El empleo masivo de mercenarios celtas y el uso de sus máquinas tuvieron un gran éxito y dieron un vuelco a la situación. Atenas llegó al punto de dedicarle una corona de oro. Se dijo que el rey de Esparta Agesilao, tras haber visto por primera vez en acción a las balistas y a las catapultas de Dionisio, había exclamado: «¡Dioses, hoy el valor de un hombre no sirve para nada!».

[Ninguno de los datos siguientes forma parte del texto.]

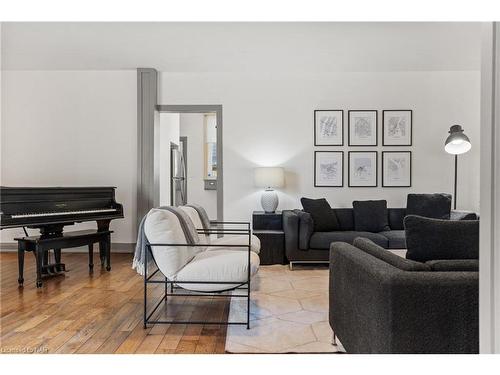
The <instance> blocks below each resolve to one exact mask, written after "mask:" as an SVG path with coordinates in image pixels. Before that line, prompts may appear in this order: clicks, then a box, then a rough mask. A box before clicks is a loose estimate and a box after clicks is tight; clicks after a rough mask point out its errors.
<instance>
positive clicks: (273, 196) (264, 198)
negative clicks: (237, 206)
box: [254, 167, 285, 213]
mask: <svg viewBox="0 0 500 375" xmlns="http://www.w3.org/2000/svg"><path fill="white" fill-rule="evenodd" d="M254 182H255V186H256V187H261V188H265V190H264V192H263V193H262V196H261V198H260V203H261V205H262V208H263V209H264V212H266V213H273V212H275V211H276V208H277V207H278V203H279V200H278V194H277V193H276V191H274V189H273V188H280V187H283V186H285V171H284V169H283V168H280V167H259V168H255V170H254Z"/></svg>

La concesión de la corona de oro era una ocasión irrepetible; Dionisio obtuvo la ciudadanía ateniense y por medio de Filisto echó los cimientos para un tratado que ligaba a su Estado en una alianza con Atenas, poniendo fin a una beligerancia que duraba virtualmente desde hacía cincuenta años, desde los tiempos de la gran guerra, cuando los atenienses habían puesto cerco a Siracusa.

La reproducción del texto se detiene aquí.